Adding free-form search with the built-in capabilities of Postgres.

I Do Imaging has always had the ability to search by features of programs: what platform they run on, what images they can read, what function they perform. I’ve just added searching the full text of program names, summaries and descriptions.

Feature, or category, search will always be the primary search mechanism on the site. Medical imaging software is a pretty complex field and most people have a specific need when they come to the site: I want to view a image of type X, I want to convert an image of type X on platform Y.

Accordingly, the programs are classified using 13 categories (platform, user interface, network functions etc) which can be searched in any combination. It’s difficult to choose categories that cover every function of the programs without being too broad or too narrow. Is volume rendering a feature in its own right, or an attribute of image display? Is segmentation part of image processing, or something different? And with the growth of browser-based software, along with virtual machines and containers, there are still more questions. Is a browser a platform or a user interface? What’s the platform of a JavaScript program that is deployed from a server but runs in your browser? What’s the platform of a linux container? So we make best efforts, and occasionally add categories and features as the need arises.
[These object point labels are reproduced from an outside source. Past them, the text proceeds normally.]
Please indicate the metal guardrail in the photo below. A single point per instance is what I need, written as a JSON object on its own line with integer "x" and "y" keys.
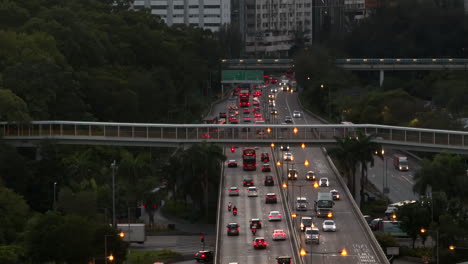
{"x": 140, "y": 134}
{"x": 380, "y": 254}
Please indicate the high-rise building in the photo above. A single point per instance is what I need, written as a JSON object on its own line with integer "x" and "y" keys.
{"x": 207, "y": 14}
{"x": 272, "y": 26}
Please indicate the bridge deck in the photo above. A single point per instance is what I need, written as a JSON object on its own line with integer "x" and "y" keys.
{"x": 138, "y": 134}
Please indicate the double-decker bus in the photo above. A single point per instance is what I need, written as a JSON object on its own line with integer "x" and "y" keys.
{"x": 244, "y": 95}
{"x": 249, "y": 159}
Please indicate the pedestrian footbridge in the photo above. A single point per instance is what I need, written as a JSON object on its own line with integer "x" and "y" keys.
{"x": 141, "y": 134}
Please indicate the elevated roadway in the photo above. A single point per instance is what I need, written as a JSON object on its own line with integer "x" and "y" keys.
{"x": 139, "y": 134}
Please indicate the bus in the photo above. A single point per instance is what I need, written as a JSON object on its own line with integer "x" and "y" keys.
{"x": 249, "y": 159}
{"x": 244, "y": 95}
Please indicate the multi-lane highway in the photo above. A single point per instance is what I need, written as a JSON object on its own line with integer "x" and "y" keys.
{"x": 351, "y": 233}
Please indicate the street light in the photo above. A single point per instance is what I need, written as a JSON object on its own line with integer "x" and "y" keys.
{"x": 54, "y": 203}
{"x": 110, "y": 257}
{"x": 423, "y": 231}
{"x": 329, "y": 101}
{"x": 113, "y": 167}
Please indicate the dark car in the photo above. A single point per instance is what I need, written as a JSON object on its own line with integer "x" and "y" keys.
{"x": 265, "y": 157}
{"x": 269, "y": 181}
{"x": 204, "y": 256}
{"x": 271, "y": 198}
{"x": 335, "y": 194}
{"x": 266, "y": 167}
{"x": 259, "y": 242}
{"x": 283, "y": 260}
{"x": 248, "y": 182}
{"x": 292, "y": 174}
{"x": 232, "y": 229}
{"x": 310, "y": 176}
{"x": 257, "y": 222}
{"x": 374, "y": 224}
{"x": 284, "y": 147}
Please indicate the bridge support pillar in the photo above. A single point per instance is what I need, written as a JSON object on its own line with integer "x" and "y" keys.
{"x": 381, "y": 77}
Sometimes, though, it’s helpful to do a broader search. You might want to search for the word ‘brain’ despite (or not knowing) that there’s a category called ‘neuro’ that would match many programs that do brain imaging. So I added full text search of program titles, summaries, and descriptions.

I’m always a bit wary of full-text search as being less ‘precise’ than searching by category. If you type the name of an imaging file format, especially ‘dicom’, into the full-text search you’ll get hundreds of responses, and they won’t be well-ranked, because not every DICOM-capable program has the word ‘DICOM’ prominently in its description. But for free-form queries it’s still useful to have.

Implementing full-text search was quite easy. It’s a feature of Postgres, and there’s a Ruby Gem that makes it available to Rails. It’s just a matter of adding a few lines to the class you wish to search; in this case, Program. The three fields to be searched are given weights so that a term appearing in the title ranks higher than if it were in the summary (longer) or description (longer still) of the program.

include PgSearch
pg_search_scope :search_for,
  against: {name: 'A', summary: 'B', description: 'C'}

The gem and Postgres create an index and maintain it. The gem creates a scope on the class that you can query much like any other scope:

> Program.search_for('conversion').count
=> 17
> Program.search_for('conversion').first
=> #<Program id: 286, name: "XMedCon", summary: "Excellent medical image conversion utility", ...

To guide users who’d searched for a file format name, or program function, I added a bit of code to catch searches for any of the file formats or functions. The programs are still listed, but the page header suggests searching by the file format, and has a link to the appropriate search.